Si echo por un instante la vista atrás me doy cuenta de que la mayor parte de las referencias que se han hecho en esta sección se deben a Woody Allen. Y es que cada año el director neoyorquino nos sorprende con otro proyecto en el que nos atrapa, nos seduce y nos devuelve el amor por el cine.
Dije hace tiempo que hay quienes creen que uno sólo puede ver buen cine si recurre a películas asiáticas, europeas o sudamericanas. En América parece que los directores han perdido el rumbo a favor del mercado, y que sólo unos pocos (ya hablamos de ellos: Eastwood, Allen, Coppola, Hogan, Nolan, Mendes, y a veces Spielberg) son capaces de hacernos soñar y no añorar a clásicos como Ford, Hitchcock, Hawks o Capra.

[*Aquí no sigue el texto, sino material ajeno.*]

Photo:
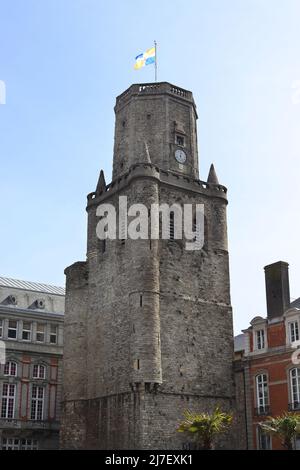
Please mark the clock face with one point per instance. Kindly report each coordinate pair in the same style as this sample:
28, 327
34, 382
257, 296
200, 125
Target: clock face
180, 156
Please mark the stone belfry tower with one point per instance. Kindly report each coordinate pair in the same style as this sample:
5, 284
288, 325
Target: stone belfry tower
148, 324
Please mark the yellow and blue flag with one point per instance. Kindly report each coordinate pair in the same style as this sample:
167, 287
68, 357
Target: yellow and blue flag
146, 58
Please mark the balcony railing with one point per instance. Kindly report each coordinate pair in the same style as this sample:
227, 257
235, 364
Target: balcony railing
294, 406
262, 411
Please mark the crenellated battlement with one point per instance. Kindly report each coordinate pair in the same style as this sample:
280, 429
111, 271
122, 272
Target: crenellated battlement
140, 89
148, 170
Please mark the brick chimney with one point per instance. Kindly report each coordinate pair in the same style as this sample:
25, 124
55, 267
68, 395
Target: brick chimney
277, 288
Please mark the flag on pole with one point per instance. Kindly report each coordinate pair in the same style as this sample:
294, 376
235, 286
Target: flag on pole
146, 58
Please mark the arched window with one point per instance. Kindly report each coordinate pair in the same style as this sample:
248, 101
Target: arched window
39, 371
10, 368
295, 387
262, 394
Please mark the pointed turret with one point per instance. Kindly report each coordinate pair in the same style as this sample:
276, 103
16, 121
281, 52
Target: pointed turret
212, 176
101, 186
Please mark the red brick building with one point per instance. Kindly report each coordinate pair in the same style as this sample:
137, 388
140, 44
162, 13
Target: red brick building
269, 360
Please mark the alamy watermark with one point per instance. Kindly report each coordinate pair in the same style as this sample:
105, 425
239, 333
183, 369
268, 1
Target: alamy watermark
161, 221
2, 92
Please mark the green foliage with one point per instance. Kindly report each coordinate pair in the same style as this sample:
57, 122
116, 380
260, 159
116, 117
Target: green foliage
286, 427
204, 427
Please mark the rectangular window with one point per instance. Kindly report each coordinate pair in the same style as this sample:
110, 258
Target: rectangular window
294, 331
264, 440
8, 401
37, 403
10, 443
172, 227
262, 395
12, 329
53, 334
180, 140
29, 444
26, 333
39, 371
260, 339
40, 332
295, 388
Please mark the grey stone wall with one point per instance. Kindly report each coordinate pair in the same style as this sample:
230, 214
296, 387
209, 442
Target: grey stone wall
153, 320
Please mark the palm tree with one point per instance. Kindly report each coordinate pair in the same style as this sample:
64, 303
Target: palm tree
204, 427
286, 427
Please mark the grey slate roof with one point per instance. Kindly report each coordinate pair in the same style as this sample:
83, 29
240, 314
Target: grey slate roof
33, 286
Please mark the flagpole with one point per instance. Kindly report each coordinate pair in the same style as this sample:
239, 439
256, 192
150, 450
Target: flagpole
155, 45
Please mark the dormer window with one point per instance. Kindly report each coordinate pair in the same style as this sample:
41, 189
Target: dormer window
179, 139
260, 339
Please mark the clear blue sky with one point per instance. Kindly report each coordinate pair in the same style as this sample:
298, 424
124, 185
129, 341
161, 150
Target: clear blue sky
65, 61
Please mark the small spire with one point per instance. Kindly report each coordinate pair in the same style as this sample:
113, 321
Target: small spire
101, 186
212, 176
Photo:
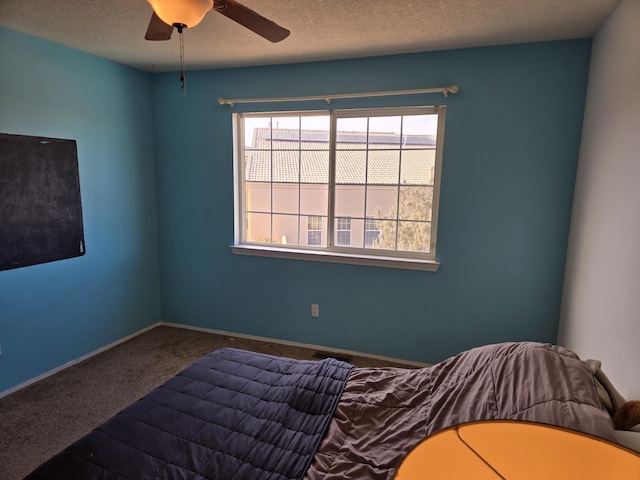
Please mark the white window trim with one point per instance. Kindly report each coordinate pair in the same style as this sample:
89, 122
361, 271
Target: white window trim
336, 257
335, 254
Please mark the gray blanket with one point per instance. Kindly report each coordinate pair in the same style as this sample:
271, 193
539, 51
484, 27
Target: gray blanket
384, 413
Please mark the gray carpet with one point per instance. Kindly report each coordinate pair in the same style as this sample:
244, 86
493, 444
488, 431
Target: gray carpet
41, 419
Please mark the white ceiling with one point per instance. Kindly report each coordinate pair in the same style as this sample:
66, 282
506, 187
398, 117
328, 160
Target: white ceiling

Melinda y Melinda es el ejemplo de que una película puede atraparte y sorprender en solo unos minutos de proyección. Allen da una vuelta de tuerca más sobre los temas de siempre para demostrar que sigue siendo ante todo un gran guionista. Así, a partir de una misma protagonista los acontecimientos se van desarrollando hacia la tragedia o hacia la comedia. El planteamiento es básico y genial: todo depende del cristal con que miremos las cosas, de las opciones a las que nos agarremos para subsistir o para avanzar en este azaroso mundo. Y por ello, la protagonista (una Melinda doble con el rostro de una sorprendente y hasta ahora desconocida Radha Mitchell), se transforma a fuerza de gestos, de silencios, de miradas en las dos caras de una misma moneda, dos formas de entender la vida y de plasmar los acontecimientos que de ella se derivan.
Y es que el cine de Woody Allen también se ha debatido entre lo trágico y lo cómico. Pero parecía que en los últimos años había optado por sutiles dosis de humor (Misterioso asesinato en Manhattan, Poderosa Afrodita, Todos dicen I love you, Desmontado a Harry, Granujas de medio pelo o La maldición del escorpión de jade), frente a aquéllas como Septiembre, Alice, Acordes y desacuerdos o Celebrity en las que predominaba el impulso melodramático.
La Melinda trágica es depresiva, obsesiva, necesario centro de atención de los personajes y de sus amigos que observan su ir y venir sin entender muy bien el motivo de sus quejas (la mayor parte de ellas fruto de su predisposición a que las cosas salgan mal); la Melinda cómica es luminosa, pero a la vez tangencial, es decir, es sólo un elemento más de ese conjunto de personajes vitales que caracterizan las películas del director. Y aquí es su nuevo alter ego, (un Will Ferrel que siempre había ejecutado papeles absurdos y que es capaz ahora de transformarse en el centro de la vis cómica), el núcleo por el que pasan todos los gags, algunos de ellos dignos del mejor Woody Allen. Muchos echarán de menos la ausencia de éste, al igual que nos pasó cuando Kennet Branagh hacía de él en Celebrity o Jason Biggs lo emulaba en Todo lo demás. Pero Allen ha decidido dejar a un lado su propio personaje para volcarse con fuerza en el resto, en especial en las mujeres, como ya hizo en Hannah y sus hermanas.
Los personajes hablan, viven, aman, mienten para conseguir que las cosas salgan como quieren y sólo al final comprueban que también el azar forma parte de sus vidas. Allen parece moverse últimamente más cómodo en la comedia, es cierto, pero la unión de todos elementos logra que nos encontremos con otra de esas películas corales llenas de matices, de aciertos y descubrimientos con el rostro de actores jóvenes a los que en el futuro veremos triunfar y de los que Woody Allen es capaz de sacar lo mejor de sí mismos.